After the Show

Dagmara Dominczyk, the jewel of The Count of Monte Cristo, slips into four different looks for the Oscar after-parties, where the real fun takes place.


Behind the scenes

The story continues...

1. Third-generation jeweler Christian Tse opened his own design house in 1996 after several years of working under the tutelage of his father. His signature platinum and gold mesh necklaces, bracelets and earrings are a sleek and modern alternative to the ostentatious baubles spotted in Beverly Hills boutiques and on the red carpet. The winner of the 2000 Couture Award for Best Design in Platinum, Christian collaborated with Britney Spears on a heart pendant necklace (right) for the Platinum Guild International USA's "Women with Heart" campaign. The necklace was recently auctioned for charity at Sotheby's.

2. In just her fourth film appearance, Polish-born actress Dagmara Dominczyk nabbed a lead role as Mercedes, the object of the affection of two men (played by Guy Pearce and Jim Caviezel) in Disney's remake of The Count of Monte Cristo. If she looks familiar it's because last year Dominczyk stole the show as a sexually charged publicist in Rock Star, next she'll be seen in the thriller They with Marc Blucas. Her quick ascent up the Hollywood ladder may have to do with her pedigree. Dominczyk graduated from New York's Famed Fiorello H. LaGuardia High School of Music & Art and Performing Arts, and attended Carnegie Mellon University on a full scholarship, receiving praise and numerous awards for her acting abilities. In 1999, she was an understudy in the hit Broadway production of Closer, which starred Natasha Richardson. One night when she won the opportunity to get onstage, a critic noticed her and wrote, "Bravo for the young actress with the tough-to-pronounce name!"
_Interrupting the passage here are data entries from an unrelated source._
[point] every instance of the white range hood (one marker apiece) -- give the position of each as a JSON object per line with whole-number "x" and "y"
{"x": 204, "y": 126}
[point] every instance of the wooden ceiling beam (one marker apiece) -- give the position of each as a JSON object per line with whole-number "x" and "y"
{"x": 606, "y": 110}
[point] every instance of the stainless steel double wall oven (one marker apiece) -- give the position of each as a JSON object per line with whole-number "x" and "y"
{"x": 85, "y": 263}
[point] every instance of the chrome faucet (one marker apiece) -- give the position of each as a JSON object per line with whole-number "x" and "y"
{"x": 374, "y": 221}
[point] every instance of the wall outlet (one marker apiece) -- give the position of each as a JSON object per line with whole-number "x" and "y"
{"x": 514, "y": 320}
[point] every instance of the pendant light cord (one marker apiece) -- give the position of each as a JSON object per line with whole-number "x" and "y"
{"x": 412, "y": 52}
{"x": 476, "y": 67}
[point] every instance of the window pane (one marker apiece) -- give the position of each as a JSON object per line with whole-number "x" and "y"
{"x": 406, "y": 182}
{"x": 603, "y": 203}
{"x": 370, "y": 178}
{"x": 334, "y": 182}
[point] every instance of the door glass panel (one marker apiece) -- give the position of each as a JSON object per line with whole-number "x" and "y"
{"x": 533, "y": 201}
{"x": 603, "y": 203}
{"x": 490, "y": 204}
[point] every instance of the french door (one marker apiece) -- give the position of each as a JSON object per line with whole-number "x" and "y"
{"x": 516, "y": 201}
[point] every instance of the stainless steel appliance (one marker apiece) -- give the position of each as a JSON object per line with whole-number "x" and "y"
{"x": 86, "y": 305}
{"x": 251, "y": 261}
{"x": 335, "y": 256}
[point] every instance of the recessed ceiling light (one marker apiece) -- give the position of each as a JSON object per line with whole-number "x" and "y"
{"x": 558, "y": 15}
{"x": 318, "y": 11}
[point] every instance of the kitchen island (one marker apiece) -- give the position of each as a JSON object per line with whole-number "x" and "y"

3. Three years ago, Vincent Boucher moved from New York City to Los Angeles and quickly established himself as one of the most popular celebrity stylists in town. "I like working with celebrities because you get to have a part in shaping their image," he says. "When you're shooting someone for the first time, you never really know who's going to walk through the door. Dagmara has such an earthy beauty and was perfect for the clothes I had picked out." Though he originally studied English and journalism at the University of Nebraska, Vincent moved to New York City after graduating and landed a job as an assistant to a fashion editor at Esquire. Several years later, he went freelance and has worked for several magazines and dressed many a star for just about every red carpet event. Fashion shoots are a favorite because, as Vincent says, "You get to tell a little story."

4. Of all the legends told about Hollywood's Roosevelt Hotel, none stands out as much as the one about Errol Flynn mixing batches of his famous gin recipe in the back of the hotel barbershop during Prohibition. Of course, there's also the one about how Bill "Bojangles" Robinson first showed Shirley Temple their famous staircase dance from The Little Colonel on the way down the stairs from the lobby to the mezzanine. And let's not forget about how the ghosts of former residents Marilyn Monroe and Montgomery Clift supposedly haunt the hotel to this day. Though steeped in Hollywood history and legend, the Roosevelt--which hosted the first ever Academy Awards in 1929 and is across the street from the event's new home, the Kodak Theatre in the Hollywood & Highland complex--is currently undergoing a $10 million makeover. Intended to be more than just a fresh coat of paint, the renovation will include a day spa and Asian-inspired interior design; the rooms will be equipped with dataports and fax lines.

5. In the pantheon of today's great photographers, only one can boast of having once been a Marlboro Man. Jack Guy, who recently relocated to Malibu from New York, is quickly and steadfastly making his mark on Hollywood. A Portland, Oregon, native and former model (he graced half a dozen covers for Men's Health in the '80s, plus was featured in many a J. Crew, Banana Republic, Nautica and Eddie Bauer ad campaign), Guy made the move to the other side of the camera 10 years ago. "I'm mostly inspired by classic, old-school photography," he says. "I love fashion photography from the '80s and the work of Peter Lindbergh, Herb Ritts and Bruce Weber's early stuff." Guy's classic approach has resulted in delicately beautiful pictorials that have also appeared in Vanity Fair and In Style.